Since marriage is viewed as a civil contract, there are instances of scholars, and intellectuals drafting nikahnamas on their own accord, to protect the rights of women within their own family or social groups. Some of these are on stamp paper as private agreements between consenting adults.
In an incisive article published in Economic and Political Weekly in 2012 (October 27), A. Suneetha, a scholar based in Hyderabad, while documenting this process, commented that the debate over drafting a model nikahnama occupies a socio-legal terrain which distinguishes it from the state directed reforms and this debate had the potential to bring transformation within the community. But since this article was published, the campaign to popularise a conditional nikahnama did not move ahead. During the recent controversy over triple talaq, the issue of a model nikahnama as a viable alternative to protect the rights of Muslim women was hardly discussed in the media.
However, this right to stipulate conditions against arbitrary oral talaq was mentioned by lawyers representing the AIMPLB as an antidote to triple talaq. This led Chief Justice Jagdish Singh Khehar to ask a pointed question — whether responsible members of the board were willing to file an affidavit to this effect. The lawyers conceded and an affidavit was duly filed that the board would release a model nikahnama to curtail arbitrary oral divorce. Since then, the issue has been dormant and no one has taken the board to task on this.
What is even more surprising is though many organisations had claimed that they had drafted a progressive and pro-women nikahnama — the Shia Board, the Women’s Board, the Bharatiya Muslim Mahila Andolan, etc, none filed an affidavit to produce their own “ideal” draft before the bench hearing the triple talaq issue. There was also no mention of how each had popularised their own versions to bring in social transformation alluded to by Suneetha in her essay in 2012. It seemed that the vibrant debate of the first decade of the 21st century had been buried. This silence by various sects and community-based organisations working for the rights of Muslim women provided a fertile ground for the government to introduce a bill to criminalise triple talaq ostensibly to protect Muslim women.

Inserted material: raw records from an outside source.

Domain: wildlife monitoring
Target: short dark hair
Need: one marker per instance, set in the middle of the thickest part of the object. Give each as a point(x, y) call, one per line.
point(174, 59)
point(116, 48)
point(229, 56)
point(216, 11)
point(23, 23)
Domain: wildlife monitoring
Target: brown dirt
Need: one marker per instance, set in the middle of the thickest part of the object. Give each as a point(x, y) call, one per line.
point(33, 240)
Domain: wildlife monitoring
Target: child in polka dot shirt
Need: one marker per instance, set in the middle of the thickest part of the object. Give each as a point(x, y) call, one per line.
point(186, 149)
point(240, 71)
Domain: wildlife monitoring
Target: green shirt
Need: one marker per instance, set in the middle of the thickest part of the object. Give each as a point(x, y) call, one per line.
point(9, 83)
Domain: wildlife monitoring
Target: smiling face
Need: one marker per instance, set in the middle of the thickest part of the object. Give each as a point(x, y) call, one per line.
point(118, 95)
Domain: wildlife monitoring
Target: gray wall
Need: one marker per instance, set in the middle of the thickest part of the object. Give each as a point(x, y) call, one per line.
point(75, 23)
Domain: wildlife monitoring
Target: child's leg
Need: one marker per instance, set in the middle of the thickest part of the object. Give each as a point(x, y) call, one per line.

So it appears that both the minister’s anxiety to introduce the concept of pre-nup agreement and the Muslim groups’ efforts to popularise conditional nikahnama, have remained at the level of theoretical discussions, and have not reached down to the ground to help ordinary women.
Most Muslim women are unaware of their right to stipulate conditions in their nikahnama. Even if they are aware, they lack agency at the time of negotiating the marriage. It is also viewed as inauspicious to discuss the mode of talaq at the time of nikah. But since the right is Quranic, keeping women in the dark about their basic rights would amount to violating the Quranic stipulations. It almost amounts to accepting the Hindu notion of marriage as a sacrament. Only by working with qazis at the local level who solemnise marriages and with Muslim girls of marriageable age to make them aware of their rights, can the aspiration of social transformation through a conditional nikahnama be effected. Approval of the board is not mandatory, as editor of Milli Gazette Zafarul Khan commented, since it is not a fiqh (jurisprudential) body.